Wednesday, December 22, 2010

All Work

Being busier than I have been in recent years this holiday season, I have not partied at all this whole month. I'm happy my business is growing, my website is generating new customers, and my new logo and materials are looking more professional, but I have to admit that I was hitting a wall the last few days.

Even gearing myself up for that party in DC took every last ounce of effort to move my ass. Pile on a big old helping of the holiday blues, and you've got yourself one unmotivated little baker.

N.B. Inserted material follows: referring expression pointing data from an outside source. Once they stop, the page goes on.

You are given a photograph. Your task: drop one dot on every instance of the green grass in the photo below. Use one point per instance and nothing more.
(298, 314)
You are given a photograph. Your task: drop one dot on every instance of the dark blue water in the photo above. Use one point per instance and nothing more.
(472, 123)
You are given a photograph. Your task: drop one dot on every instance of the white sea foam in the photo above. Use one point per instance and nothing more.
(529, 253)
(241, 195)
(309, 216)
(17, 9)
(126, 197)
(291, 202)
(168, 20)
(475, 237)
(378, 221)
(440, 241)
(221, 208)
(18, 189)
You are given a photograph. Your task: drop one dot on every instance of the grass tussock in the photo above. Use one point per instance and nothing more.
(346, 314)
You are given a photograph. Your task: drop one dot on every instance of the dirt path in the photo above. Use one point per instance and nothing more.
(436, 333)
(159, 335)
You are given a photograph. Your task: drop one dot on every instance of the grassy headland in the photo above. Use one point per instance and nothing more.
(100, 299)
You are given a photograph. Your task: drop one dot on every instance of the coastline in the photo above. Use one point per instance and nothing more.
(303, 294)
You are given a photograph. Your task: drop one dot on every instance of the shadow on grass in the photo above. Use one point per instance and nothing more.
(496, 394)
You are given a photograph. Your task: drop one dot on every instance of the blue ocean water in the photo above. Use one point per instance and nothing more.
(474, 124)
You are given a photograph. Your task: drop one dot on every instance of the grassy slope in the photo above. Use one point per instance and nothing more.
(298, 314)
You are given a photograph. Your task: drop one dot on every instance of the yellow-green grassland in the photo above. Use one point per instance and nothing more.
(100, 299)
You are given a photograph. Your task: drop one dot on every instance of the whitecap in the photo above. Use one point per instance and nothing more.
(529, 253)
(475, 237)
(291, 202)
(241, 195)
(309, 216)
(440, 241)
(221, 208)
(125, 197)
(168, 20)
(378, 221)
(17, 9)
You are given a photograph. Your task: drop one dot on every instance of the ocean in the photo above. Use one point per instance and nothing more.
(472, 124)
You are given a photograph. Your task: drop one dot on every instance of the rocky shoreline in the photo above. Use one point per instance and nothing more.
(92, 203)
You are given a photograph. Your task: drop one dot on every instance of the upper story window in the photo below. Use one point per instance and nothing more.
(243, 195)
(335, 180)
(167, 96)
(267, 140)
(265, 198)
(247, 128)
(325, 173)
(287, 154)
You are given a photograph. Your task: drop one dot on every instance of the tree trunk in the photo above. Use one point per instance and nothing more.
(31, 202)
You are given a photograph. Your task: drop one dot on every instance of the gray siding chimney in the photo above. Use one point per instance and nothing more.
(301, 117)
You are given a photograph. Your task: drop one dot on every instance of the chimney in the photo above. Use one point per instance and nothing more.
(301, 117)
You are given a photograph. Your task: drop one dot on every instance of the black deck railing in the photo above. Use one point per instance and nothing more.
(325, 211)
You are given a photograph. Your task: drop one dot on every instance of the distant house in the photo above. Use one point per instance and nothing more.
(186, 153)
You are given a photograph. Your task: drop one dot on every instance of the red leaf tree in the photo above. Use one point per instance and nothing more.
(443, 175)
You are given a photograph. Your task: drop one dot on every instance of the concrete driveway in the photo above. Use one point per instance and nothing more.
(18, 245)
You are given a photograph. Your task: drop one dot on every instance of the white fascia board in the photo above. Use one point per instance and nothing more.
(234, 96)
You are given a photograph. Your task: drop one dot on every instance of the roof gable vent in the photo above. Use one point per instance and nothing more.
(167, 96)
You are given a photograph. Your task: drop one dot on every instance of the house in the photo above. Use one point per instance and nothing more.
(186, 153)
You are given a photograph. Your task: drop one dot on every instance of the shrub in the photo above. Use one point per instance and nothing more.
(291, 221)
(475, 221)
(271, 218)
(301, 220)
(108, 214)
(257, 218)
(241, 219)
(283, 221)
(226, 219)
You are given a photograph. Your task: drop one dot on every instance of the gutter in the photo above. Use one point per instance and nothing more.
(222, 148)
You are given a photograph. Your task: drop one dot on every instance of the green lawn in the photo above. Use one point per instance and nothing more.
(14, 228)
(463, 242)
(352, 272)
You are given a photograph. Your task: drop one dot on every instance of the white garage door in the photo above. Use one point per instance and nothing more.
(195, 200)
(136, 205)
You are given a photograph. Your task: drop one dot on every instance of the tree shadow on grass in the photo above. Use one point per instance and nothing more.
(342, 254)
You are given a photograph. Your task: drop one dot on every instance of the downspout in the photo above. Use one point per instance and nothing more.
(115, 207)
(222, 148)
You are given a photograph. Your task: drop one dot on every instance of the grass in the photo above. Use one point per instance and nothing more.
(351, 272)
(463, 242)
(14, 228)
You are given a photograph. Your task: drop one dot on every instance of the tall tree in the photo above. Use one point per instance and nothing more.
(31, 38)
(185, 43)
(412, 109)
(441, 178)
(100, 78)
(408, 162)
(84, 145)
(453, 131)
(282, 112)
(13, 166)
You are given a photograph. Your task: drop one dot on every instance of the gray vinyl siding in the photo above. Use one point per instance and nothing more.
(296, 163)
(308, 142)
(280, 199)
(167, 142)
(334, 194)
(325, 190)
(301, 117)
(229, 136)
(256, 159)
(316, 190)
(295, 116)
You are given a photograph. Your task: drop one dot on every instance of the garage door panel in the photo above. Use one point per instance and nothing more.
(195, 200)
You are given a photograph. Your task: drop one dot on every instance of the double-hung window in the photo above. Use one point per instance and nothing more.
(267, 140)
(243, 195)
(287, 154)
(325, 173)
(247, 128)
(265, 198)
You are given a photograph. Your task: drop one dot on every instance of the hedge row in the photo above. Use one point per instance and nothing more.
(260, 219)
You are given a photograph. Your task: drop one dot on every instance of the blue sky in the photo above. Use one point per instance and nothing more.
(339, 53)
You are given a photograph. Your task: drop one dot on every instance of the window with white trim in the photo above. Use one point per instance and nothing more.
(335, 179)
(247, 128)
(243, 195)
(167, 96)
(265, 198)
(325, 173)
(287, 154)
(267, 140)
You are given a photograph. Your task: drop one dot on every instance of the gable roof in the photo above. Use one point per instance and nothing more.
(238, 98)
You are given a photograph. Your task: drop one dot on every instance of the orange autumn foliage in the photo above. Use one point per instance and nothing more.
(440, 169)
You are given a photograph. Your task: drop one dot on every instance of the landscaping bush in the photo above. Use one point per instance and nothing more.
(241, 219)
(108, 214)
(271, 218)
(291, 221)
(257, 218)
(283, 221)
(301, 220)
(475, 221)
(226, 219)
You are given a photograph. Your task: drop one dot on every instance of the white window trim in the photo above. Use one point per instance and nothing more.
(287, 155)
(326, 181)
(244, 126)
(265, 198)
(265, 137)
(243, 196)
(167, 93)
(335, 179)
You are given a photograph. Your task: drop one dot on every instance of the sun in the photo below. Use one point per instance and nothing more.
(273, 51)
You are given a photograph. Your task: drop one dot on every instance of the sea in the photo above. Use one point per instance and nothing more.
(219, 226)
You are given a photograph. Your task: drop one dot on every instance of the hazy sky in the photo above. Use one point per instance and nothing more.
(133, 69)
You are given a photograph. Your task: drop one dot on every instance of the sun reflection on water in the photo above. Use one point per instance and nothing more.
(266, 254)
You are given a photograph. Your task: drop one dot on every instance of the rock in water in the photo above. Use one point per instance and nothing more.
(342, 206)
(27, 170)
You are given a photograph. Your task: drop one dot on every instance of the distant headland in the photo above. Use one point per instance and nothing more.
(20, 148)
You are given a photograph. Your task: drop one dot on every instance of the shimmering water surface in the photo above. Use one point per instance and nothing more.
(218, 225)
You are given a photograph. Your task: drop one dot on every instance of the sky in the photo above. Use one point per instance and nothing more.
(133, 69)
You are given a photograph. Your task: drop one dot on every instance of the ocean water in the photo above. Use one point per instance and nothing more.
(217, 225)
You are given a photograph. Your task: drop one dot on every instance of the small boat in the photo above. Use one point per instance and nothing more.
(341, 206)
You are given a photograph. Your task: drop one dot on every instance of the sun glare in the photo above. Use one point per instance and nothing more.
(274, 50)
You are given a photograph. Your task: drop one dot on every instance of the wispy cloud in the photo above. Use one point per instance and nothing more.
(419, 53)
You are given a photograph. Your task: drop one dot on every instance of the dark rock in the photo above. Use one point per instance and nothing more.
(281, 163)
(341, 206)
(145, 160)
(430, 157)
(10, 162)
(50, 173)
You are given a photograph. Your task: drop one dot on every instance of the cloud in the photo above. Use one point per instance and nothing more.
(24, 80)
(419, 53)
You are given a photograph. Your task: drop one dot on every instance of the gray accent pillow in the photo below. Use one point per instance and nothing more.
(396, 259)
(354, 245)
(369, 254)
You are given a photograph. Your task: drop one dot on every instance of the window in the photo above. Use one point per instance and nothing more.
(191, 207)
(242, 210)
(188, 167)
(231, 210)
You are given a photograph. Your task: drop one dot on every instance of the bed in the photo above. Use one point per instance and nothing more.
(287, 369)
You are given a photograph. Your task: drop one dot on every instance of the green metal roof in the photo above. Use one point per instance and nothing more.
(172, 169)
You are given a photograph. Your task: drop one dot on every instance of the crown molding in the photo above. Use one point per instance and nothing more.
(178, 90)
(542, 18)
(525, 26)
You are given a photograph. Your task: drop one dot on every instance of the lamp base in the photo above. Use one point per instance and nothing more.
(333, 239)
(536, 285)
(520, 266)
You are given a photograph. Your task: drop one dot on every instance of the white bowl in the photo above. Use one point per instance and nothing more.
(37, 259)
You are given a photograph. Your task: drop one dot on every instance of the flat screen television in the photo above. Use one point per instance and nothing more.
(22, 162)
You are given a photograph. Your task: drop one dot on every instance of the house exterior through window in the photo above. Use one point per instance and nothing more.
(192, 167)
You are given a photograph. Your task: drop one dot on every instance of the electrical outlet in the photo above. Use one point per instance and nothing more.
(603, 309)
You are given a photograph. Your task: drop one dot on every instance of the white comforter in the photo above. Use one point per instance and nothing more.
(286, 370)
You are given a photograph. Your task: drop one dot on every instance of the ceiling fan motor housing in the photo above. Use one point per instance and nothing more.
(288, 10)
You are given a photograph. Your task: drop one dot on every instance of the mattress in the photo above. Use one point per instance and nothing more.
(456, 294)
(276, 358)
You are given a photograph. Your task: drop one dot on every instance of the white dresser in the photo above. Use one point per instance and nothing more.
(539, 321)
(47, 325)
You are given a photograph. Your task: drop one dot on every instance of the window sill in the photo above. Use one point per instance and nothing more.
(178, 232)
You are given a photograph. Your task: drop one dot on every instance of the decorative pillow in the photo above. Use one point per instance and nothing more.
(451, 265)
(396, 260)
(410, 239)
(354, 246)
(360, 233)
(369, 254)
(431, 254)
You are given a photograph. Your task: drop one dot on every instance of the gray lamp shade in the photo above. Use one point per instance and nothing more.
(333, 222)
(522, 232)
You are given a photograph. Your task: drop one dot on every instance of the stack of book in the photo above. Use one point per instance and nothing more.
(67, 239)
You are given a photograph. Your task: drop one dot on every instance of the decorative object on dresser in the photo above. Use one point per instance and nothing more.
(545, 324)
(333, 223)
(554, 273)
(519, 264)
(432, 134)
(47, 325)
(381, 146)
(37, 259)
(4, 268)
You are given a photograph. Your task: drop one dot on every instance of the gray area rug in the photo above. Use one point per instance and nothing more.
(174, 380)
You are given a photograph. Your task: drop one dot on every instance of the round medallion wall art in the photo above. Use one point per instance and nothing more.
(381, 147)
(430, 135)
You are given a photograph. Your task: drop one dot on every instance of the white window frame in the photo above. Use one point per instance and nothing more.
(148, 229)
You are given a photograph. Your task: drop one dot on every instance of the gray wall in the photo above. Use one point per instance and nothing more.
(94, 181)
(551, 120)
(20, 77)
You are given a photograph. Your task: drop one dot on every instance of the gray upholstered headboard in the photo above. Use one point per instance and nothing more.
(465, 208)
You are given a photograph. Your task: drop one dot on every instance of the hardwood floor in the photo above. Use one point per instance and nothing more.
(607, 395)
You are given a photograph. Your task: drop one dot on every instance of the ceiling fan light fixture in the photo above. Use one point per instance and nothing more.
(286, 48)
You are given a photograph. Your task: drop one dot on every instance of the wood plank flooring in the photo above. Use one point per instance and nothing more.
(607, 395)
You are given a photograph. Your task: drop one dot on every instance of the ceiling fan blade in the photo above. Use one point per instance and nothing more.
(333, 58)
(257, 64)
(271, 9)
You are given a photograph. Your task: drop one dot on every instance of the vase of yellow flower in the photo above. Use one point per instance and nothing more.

I'm tired. Dog tired. My eyelids can barely stay open. My little 45 minute train naps are not cutting it anymore, and my body is heavy. I've gone through 10 boxes of Thermacare heat patches in the last two weeks. That's 30 back patches just to keep my lower back in a state where I can stand or walk. I wear them under the back brace that I've been sporting every day.

I've also missed a slew of parties going on everywhere. Even when I drop off my cakes or pastries, I'm invited to stay for a drink and some food, but I have to get home to bake some more. I may spend a lot of geek time at home in front of my TV when I'm feeling antisocial, but I'd be a liar if I didn't admit how much I enjoy being out partying. I really do. The drinks, the food, the music...I'm in my element!

So, since I haven't been to one fun event this month, I'm feeling left out. I'm toiling away in my Dungeon in my batter-covered sweats, broken, un-manicured nails, un-dyed hair, and stone sober. This is like no December I have known in quite some time.

Thankfully, yesterday, I had a nice lunchtime surprise in the form of my ex. It was a welcome break from my monotony and it was just nice to laugh again about stupid things that no one else seems to get. It gave me a nice shot in the arm to get back in my Dungeon and crank out 300 cookies, 100 pecan tarts, and 30 cupcakes last night.

The adrenaline has worn off, and I'm pooped. I know these sacrifices are only going to help me with the business and will pay off in the future. Deep down inside, I know this to be true. But, all work and no play does make for a lonely, cranky Kat. =( 

4 comments:

  1. Guess what? You don't get a say about that. You, of all people, should know that no one is going to tell me who I can or cannot break bread with. I can't believe you even went there.